Girish Sharma, a Haryana resident who spent years working as a delivery rider for Zomato, has secured admission to the Faculty of Management Studies (FMS) Delhi, one of India’s most competitive business schools. The achievement, documented in a detailed LinkedIn post by Sharma himself, has resonated widely across social media platforms, generating widespread discussion about educational access, economic mobility, and the changing demographics of India’s premier institutions.
Sharma’s trajectory reflects a broader pattern in contemporary India: the collision between gig economy work and traditional aspirations for credentialed success. His years as a delivery rider occurred against a backdrop of India’s rapidly expanding logistics and food delivery sector, which has created millions of employment opportunities while simultaneously trapping many workers in cycles of precarious income and limited upward mobility. FMS Delhi, established in 1954 and consistently ranked among Asia’s top business schools, has historically drawn students from privileged backgrounds with access to expensive coaching centres and tutoring networks. Sharma’s admission signals a potential shift in this composition.
In his LinkedIn post, Sharma reflected candidly on the financial struggles and repeated setbacks that defined his journey before finally cracking the Common Admission Test (CAT), the gateway examination for India’s Indian Institutes of Management and other top business programmes. The narrative he presented was not one of overnight success but rather of sustained effort amid structural disadvantage—a reality that distinguishes his account from typical aspirational media coverage. His willingness to share specific details about the obstacles he faced has positioned his story as a counternarrative to both the uncritical celebration of the gig economy as liberatory employment and the dismissal of such work as inherently limiting.

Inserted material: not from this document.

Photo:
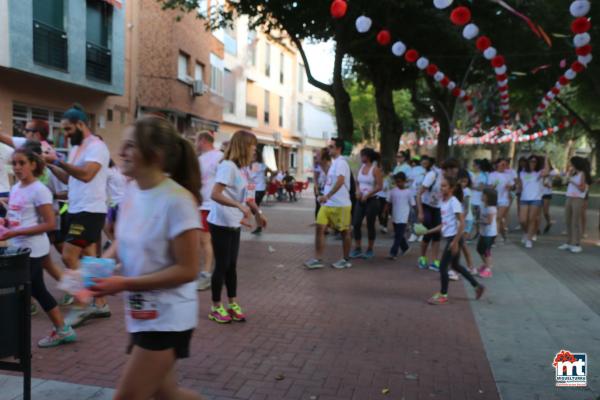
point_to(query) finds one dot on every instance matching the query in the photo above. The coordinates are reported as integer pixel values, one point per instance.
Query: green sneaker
(219, 315)
(56, 338)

The broader context matters here. India’s gig economy has expanded exponentially over the past decade, driven by platforms including Zomato, Swiggy, Uber, and Ola. These platforms have created employment flexibility but have simultaneously created a new precariat—workers without job security, health benefits, or predictable income. Delivery riders in particular occupy the lowest rung of the digital labour hierarchy, facing long hours, physical risk, and algorithmic management that has drawn scrutiny from labour activists and researchers. That Sharma pursued formal education while embedded in this system required exceptional determination and access to resources that many gig workers lack entirely.
Educational economists and social mobility researchers have long documented how structural barriers—including cost, geographic disadvantage, inadequate school infrastructure, and the need to work for survival—filter out talented individuals from economically marginalised backgrounds before they reach competitive examination stages. Sharma’s success does not erase these systemic barriers; rather, it highlights them through contrast. His admission to FMS Delhi represents individual achievement, but the rarity of such cases underscores how exceptional circumstances must align for workers in precarious employment to access elite educational pathways. The question that emerges is not whether individual success is possible—it clearly is—but rather what proportion of gig workers possess both the capability and the conditions necessary to replicate Sharma’s outcome.
FMS Delhi’s decision to admit Sharma also reflects evolving institutional recognition of merit beyond traditional markers. Competitive examinations like CAT theoretically provide meritocratic access, removing biases based on school prestige or coaching centre attendance. However, in practice, coaching industry data reveals that students with access to premium tutoring—disproportionately concentrated among higher-income cohorts—achieve significantly higher average scores. Sharma’s admission therefore suggests that either his intrinsic aptitude substantially exceeded the norm, or that FMS Delhi is intentionally seeking to diversify its student body through holistic evaluation. Both interpretations carry implications for how elite institutions approach institutional responsibility and social legitimacy.
Looking forward, Sharma’s trajectory raises critical questions for policymakers and educators. Will his story catalyse institutional changes designed to widen access to competitive business education, or will it remain a celebrated outlier that obscures persistent inequalities? The gig economy workforce in India numbers in the tens of millions; only a minuscule fraction will transition into elite postgraduate programmes. More significantly, the narrative of individual uplift through extraordinary effort can inadvertently shift responsibility for systemic change onto individuals, obscuring the need for structural interventions—improved public education, accessible skill development programmes, and stronger labour protections for gig workers. Sharma’s success deserves recognition, but understanding it requires simultaneously acknowledging both the possibilities it reveals and the systemic constraints it exposes.